Offering hope in the year of COVID

The last few years saw clients and staff enveloped in hope. 

In 2019, Fairman and her team witnessed 31 of 42 abortion-minded women choose life for their unborn children, 137 babies born to patients, and 15 clients accept Christ. Through the end of November 2020, 172 “new clients,” came to the centers, 121 of which had positive pregnancy tests, and the two locations provided 112 ultrasounds, Fairman said. 

During the first wave of COVID from mid-March to mid-June 2020, 17 of 19 abortion-minded patients chose life, including one who was referred by Planned Parenthood.

There are two abortion clinics within a 30-mile drive of the Monroe center, Fairman said, one in Athens and another in Lawrenceville. 

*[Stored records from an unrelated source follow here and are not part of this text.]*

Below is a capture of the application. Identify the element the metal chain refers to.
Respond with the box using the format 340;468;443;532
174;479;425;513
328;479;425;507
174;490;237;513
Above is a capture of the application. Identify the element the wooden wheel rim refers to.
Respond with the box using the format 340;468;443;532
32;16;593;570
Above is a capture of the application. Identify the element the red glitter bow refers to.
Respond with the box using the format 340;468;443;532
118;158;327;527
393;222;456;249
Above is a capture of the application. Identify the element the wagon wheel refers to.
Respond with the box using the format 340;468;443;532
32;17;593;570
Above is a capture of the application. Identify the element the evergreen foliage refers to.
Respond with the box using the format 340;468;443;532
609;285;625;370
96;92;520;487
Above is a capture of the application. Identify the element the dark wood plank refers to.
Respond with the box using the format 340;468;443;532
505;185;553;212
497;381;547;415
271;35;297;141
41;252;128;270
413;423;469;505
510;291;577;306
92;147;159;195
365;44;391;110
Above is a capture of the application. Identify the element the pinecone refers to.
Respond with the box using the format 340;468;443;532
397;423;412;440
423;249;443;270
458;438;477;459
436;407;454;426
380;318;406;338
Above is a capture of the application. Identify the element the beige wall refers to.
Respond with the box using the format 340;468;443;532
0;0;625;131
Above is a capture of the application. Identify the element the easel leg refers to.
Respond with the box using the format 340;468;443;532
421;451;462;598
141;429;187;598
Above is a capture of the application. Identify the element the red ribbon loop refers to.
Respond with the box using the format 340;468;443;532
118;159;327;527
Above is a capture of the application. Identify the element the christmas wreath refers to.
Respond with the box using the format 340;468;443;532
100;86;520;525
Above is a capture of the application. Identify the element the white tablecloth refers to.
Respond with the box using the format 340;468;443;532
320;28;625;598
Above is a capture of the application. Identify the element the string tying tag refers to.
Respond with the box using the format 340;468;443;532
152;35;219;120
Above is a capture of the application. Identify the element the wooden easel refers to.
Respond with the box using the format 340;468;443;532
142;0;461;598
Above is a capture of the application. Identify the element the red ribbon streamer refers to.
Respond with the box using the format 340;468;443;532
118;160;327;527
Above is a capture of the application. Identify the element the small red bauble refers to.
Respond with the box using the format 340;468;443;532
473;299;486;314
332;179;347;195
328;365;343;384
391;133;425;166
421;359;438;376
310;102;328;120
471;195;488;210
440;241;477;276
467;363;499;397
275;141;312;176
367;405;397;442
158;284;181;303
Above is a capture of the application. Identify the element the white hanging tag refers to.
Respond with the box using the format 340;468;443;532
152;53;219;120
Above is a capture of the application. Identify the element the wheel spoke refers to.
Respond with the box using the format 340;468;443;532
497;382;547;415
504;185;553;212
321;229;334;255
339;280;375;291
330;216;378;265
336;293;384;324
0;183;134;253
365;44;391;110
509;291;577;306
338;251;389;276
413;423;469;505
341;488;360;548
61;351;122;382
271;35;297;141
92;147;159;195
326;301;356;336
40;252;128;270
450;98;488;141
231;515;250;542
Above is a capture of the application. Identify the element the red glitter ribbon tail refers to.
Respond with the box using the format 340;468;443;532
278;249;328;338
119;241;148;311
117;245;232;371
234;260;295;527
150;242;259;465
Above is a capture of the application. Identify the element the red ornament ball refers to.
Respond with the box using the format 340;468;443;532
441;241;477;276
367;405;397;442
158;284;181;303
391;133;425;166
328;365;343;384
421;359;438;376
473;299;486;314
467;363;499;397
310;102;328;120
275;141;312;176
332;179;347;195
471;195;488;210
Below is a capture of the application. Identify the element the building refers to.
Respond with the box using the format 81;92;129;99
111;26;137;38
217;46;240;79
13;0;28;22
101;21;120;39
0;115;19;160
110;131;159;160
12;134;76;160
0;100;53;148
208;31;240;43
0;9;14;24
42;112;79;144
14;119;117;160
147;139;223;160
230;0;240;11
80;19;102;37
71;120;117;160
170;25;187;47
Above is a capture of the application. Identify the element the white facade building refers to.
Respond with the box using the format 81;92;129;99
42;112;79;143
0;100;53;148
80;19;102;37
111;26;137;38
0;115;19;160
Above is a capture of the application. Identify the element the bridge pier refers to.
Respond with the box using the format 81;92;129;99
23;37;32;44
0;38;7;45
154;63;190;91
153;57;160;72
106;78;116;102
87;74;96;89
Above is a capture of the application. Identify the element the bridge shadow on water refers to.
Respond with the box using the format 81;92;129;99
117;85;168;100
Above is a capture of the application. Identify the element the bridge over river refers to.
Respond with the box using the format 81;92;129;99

Additionally this year, a man in the fatherhood program made an eternal choice.

“The very first night back into our fatherhood programs, we had our first salvation in our fatherhood program – that was incredibly exciting to have a dad come to the Lord!” Fairman said. 

In early 2020, the organization received a grant from the Walton County Healthcare Foundation to upgrade an ultrasound machine, allowing the purchase of equipment with 3D and 4D capabilities, and providing clients updated equipment by which to see their unborn children.

“It’s powerful watching the Lord work this year!” Fairman said. 

Hope for the future

As she enters her third year leading the organization, Fairman envisions helping women in the area even more. 

 “Our vision moving forward is to strengthen the programs we already have,” she said. “We’re very rural … and not everybody can get to us, so we’re praying about a mobile (medical) unit. We’d like to strategically place ourselves through that mobile unit and show up at health fairs and community events, offer pregnancy testing and ultrasounds, breastfeeding stations, etc.”

As she looks at cabinetry created by Shannon and donated by the woman’s former employer that hangs in one of the centers, Fairman is reminded of the faithfulness of God. 

“It’s kind of like a standing stone to me. I look at that and I am reminded of God’s faithfulness and the blessings of what happens in these (pregnancy help) clinics,” she said. “I cannot wait to continue seeing what God will do … as we get ready to move into 25 more years of ministry here.”

Editor’s note. This appeared at Pregnancy Help News and is reposted with permission.